What's outperform
1/29/2024 01:24pm
Outperform is a term used in finance and investing to describe a situation where a company or security has produced a better rate of return than similar companies or securities in the same industry or index. It is commonly used as a rating given by analysts who publicly research and recommend securities, indicating that they believe the security will produce higher returns than the major market indexes. The term is also used to describe how the returns of one investment compare to another, and is most commonly applied to a comparison between one investment and the market in general. Investment professionals almost always compare investment returns with a benchmark index, such as the S&P 500 index, so the term is often used in reference to whether a particular investment has outperformed the S&P 500. Another common usage of the term is as a description of how the returns of one investment compare to another.
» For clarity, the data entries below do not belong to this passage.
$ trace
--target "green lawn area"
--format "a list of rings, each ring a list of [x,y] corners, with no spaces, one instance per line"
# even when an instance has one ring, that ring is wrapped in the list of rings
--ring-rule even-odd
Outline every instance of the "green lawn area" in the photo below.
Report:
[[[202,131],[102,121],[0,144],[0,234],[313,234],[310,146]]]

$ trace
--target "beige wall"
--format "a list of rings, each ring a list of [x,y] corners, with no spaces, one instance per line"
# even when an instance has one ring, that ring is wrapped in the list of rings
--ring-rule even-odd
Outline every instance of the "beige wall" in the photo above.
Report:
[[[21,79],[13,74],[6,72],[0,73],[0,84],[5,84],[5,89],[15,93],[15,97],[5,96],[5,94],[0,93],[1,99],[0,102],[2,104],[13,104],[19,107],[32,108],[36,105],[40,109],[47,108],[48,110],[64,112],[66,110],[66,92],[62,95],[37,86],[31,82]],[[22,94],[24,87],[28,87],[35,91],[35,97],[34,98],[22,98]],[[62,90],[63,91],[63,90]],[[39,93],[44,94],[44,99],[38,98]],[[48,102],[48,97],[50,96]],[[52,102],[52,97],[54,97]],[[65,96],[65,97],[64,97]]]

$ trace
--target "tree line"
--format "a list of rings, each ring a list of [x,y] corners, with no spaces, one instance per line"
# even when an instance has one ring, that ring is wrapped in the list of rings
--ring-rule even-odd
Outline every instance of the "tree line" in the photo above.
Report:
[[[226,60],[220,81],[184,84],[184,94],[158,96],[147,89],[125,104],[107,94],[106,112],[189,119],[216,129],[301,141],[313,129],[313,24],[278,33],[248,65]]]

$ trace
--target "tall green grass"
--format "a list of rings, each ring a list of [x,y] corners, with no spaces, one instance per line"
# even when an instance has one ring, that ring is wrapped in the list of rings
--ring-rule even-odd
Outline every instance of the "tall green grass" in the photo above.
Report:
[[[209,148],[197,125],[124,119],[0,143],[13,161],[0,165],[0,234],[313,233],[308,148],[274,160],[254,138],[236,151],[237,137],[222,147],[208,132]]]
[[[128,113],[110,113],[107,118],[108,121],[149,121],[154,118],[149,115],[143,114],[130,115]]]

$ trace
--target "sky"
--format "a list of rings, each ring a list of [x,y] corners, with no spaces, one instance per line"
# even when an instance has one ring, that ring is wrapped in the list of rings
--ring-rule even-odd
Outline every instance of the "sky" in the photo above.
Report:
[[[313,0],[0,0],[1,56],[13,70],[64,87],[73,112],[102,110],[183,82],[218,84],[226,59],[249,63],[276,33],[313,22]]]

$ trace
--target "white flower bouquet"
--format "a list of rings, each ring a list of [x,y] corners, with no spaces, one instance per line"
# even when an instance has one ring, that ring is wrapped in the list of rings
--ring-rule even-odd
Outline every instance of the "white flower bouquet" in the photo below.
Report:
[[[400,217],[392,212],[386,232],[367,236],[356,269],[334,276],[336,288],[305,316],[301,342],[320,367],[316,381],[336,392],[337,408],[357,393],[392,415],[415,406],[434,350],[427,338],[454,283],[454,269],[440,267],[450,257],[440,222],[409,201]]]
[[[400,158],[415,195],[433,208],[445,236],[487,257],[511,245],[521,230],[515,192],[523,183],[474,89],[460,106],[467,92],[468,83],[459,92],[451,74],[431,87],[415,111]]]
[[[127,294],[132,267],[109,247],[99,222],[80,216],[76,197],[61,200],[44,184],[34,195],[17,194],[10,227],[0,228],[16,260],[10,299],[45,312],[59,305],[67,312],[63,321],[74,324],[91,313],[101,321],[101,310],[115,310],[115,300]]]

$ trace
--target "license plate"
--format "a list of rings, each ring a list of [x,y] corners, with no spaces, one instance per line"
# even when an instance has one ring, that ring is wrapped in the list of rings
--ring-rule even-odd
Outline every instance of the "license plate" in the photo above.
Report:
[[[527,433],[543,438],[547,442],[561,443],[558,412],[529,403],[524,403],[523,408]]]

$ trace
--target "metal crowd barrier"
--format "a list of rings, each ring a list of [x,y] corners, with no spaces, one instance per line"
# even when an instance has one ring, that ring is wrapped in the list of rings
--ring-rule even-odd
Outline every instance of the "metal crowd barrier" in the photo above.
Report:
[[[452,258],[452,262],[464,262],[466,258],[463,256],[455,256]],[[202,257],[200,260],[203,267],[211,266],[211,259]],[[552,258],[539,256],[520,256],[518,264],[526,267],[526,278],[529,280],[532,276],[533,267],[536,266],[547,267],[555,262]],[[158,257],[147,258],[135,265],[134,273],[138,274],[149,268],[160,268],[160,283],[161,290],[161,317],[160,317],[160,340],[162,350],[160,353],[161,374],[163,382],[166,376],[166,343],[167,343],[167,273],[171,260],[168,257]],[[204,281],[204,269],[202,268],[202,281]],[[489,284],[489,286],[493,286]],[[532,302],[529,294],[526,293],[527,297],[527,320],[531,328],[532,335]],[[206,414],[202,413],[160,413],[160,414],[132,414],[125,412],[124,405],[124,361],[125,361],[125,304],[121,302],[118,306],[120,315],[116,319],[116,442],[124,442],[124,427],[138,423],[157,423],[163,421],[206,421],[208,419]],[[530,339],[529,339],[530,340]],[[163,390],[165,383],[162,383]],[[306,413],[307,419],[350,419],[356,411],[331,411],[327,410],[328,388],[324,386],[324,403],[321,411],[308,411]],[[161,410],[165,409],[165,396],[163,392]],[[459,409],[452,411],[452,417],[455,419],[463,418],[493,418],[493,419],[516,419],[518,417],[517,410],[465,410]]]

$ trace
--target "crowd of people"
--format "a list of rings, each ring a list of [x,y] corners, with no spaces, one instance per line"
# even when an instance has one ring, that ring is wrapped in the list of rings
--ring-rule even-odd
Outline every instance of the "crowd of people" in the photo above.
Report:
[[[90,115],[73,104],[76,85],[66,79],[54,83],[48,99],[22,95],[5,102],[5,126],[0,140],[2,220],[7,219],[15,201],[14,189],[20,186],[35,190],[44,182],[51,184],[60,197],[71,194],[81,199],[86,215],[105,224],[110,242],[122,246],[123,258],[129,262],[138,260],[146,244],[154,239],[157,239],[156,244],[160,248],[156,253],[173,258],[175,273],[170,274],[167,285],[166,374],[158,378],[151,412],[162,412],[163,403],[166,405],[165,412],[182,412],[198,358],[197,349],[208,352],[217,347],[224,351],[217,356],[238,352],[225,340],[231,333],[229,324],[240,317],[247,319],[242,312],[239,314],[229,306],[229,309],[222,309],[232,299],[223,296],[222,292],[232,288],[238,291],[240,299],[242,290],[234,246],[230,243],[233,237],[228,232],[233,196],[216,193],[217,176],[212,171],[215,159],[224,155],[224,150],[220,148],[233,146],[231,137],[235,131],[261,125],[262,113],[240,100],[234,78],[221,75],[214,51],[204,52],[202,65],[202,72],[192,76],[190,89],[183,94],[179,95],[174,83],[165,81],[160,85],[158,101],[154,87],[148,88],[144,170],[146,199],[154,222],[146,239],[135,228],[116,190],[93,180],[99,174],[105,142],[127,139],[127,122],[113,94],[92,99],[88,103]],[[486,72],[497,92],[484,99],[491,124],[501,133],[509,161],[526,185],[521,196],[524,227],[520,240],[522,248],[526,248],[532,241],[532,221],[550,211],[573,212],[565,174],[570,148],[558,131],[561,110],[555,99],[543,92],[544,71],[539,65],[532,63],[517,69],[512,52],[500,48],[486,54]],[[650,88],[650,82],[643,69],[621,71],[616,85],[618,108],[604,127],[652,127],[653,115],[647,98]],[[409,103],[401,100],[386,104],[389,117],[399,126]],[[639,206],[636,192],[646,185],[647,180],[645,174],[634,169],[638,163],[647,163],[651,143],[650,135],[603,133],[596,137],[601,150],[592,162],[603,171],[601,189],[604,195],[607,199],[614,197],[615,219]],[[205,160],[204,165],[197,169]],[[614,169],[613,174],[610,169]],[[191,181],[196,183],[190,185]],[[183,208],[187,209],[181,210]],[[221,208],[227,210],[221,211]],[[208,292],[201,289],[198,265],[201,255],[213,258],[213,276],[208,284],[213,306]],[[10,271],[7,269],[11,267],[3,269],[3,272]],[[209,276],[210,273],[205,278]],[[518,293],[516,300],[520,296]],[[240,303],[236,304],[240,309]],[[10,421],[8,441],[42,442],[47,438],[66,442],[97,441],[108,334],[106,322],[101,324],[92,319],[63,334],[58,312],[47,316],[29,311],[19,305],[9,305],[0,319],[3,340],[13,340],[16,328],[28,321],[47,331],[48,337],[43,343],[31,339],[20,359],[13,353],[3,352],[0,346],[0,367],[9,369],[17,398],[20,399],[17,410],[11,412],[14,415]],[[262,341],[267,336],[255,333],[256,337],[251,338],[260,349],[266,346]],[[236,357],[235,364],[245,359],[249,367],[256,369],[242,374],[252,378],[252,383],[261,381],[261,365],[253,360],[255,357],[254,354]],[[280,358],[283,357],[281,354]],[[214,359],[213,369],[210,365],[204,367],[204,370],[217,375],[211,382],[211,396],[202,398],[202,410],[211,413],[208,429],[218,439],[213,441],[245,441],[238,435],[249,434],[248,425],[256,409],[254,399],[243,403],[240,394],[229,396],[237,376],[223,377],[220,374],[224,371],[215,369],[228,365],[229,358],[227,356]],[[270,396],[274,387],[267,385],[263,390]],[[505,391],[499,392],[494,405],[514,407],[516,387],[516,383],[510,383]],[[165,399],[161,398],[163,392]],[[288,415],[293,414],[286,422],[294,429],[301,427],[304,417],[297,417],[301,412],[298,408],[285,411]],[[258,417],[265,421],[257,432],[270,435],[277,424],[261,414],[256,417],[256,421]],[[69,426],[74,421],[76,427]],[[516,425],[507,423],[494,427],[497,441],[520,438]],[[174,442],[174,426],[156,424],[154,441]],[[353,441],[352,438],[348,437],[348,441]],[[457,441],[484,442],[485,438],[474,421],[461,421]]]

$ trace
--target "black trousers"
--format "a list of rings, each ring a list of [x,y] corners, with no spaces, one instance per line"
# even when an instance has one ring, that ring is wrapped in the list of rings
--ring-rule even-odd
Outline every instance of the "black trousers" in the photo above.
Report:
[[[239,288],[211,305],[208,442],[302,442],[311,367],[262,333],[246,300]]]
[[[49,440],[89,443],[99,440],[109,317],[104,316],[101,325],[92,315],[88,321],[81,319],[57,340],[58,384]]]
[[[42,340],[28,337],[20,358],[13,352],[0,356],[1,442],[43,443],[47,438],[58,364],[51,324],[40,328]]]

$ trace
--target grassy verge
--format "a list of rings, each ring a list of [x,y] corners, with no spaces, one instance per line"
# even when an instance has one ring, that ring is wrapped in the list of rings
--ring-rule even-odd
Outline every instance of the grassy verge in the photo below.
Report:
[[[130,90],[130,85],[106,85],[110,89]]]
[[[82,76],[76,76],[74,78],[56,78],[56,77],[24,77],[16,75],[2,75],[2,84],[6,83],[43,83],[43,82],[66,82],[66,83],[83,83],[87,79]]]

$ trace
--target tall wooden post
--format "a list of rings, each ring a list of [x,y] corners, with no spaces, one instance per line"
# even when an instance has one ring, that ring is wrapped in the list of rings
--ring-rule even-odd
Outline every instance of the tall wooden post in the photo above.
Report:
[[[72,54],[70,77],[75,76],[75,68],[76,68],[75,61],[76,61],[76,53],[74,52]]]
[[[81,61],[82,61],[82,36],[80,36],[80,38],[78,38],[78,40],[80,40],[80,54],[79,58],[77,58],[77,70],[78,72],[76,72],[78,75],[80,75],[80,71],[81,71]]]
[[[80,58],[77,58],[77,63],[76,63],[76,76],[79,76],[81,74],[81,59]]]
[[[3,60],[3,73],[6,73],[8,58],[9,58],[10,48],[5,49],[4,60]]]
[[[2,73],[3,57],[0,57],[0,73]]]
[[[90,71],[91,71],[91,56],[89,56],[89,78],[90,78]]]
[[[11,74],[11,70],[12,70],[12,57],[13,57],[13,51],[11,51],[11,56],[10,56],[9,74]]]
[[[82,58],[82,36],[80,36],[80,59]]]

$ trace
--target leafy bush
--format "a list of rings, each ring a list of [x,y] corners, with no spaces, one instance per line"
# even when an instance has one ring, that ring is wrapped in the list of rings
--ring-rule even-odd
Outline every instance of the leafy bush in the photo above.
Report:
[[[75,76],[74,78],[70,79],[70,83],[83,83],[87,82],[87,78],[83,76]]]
For example, if an investment fund uses the Standard & Poor's 500 Index as a benchmark, and if the portfolio manager of that fund analyzes stocks with a market capitalization similar to securities in the index and forecasts that 15 particular stocks will generate a higher rate of earnings per share (EPS) than the average for the index, the fund is said to be outperforming the benchmark index. In summary, outperforming in stock trading generally refers to a stock that has performed better than the overall market returns or relative to its peers within the same industry or index. It is a term used by analysts to describe the prospects of a particular company, indicating that the company will do better than its peers in the same industry.